Food was basic but surprisingly tasty
If eating the same thing day after day seems like a nightmare, then the Oregon Trail would not have been for you. This was hardly a gastronomic journey. Instead, practicality and logistics trumped any ideas about taste, and most people packed almost all the food they would need before they set off. While certainly dull, and often tasteless, it was surely better than relying on your hunting skills to eat fresh meat along the way.
Historical research carried out by the National Oregon-California Trail Center found that a typical family would have needed to pack 600 pounds of flour, 100 pounds of sugar and 200 pounds of lard for the road. Alongside this, they would most probably pack 100 pounds of sugar and 60 pounds of coffee, to be made fresh along the way when they found water. To supplement this, a wagon would often carry rice and even dried fruit. And then there was the bacon, the one real treat of the Oregon Trail. But even this was relatively tasteless since it would usually be heavily salted since it was stored in brine or packed in barrels of bran.

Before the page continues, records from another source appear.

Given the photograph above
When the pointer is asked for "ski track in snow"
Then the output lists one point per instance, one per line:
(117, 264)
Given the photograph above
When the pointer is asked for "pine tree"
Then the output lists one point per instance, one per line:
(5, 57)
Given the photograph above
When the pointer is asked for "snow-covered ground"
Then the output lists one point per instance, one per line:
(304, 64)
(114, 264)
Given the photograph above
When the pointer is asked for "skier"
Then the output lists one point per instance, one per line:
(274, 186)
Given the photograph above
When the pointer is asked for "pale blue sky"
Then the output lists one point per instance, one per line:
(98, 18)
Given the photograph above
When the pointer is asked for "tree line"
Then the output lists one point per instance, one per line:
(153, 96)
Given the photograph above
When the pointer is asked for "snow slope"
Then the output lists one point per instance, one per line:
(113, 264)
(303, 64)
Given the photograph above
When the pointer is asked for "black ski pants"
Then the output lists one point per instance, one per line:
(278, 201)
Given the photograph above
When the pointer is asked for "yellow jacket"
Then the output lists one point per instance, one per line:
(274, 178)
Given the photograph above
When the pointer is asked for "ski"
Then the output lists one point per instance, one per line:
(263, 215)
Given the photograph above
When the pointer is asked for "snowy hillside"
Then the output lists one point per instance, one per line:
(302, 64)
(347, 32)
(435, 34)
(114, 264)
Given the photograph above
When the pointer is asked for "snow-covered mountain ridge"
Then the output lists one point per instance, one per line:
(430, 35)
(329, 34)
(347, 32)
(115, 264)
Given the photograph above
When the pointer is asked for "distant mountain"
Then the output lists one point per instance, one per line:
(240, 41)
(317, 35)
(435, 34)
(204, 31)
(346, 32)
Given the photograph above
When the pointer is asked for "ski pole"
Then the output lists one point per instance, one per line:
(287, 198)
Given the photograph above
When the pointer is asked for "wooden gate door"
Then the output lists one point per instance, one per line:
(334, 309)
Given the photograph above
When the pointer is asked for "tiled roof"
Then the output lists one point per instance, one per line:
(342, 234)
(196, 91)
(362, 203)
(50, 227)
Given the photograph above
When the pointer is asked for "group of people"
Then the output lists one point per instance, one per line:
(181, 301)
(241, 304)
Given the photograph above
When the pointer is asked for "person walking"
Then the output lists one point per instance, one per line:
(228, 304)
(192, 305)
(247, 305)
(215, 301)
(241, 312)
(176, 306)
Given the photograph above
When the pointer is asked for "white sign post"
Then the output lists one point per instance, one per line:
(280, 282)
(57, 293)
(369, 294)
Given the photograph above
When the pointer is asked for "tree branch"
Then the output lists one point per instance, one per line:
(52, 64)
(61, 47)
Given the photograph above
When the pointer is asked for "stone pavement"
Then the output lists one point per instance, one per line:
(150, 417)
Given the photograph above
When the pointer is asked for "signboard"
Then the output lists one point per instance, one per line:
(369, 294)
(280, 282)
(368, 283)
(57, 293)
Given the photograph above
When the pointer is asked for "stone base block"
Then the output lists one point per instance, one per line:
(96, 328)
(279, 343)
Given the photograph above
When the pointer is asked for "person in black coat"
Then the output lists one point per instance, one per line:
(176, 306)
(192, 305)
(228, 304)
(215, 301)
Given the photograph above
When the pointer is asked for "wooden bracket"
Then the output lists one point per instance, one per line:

But still, the food wasn’t all that bad. There was often fresh bread. Plus, several Trail recipes survive to this day. The pioneers were highly adept at improvising and making the most of both what they packed and what they could find along the way. Dishes that were created through necessity on the Oregon Trail include Johnny Cake, a type of cornbread or tortilla, as well as corn pancakes, buffalo jerky, and the delightfully-named cornmeal mush. One extra-special treat for the pioneers was molasses stack cake. Made with eggs, molasses, cinnamon and nutmeg, this was usually saved for weddings or other special occasions, with fresh apples on the side making it even tastier.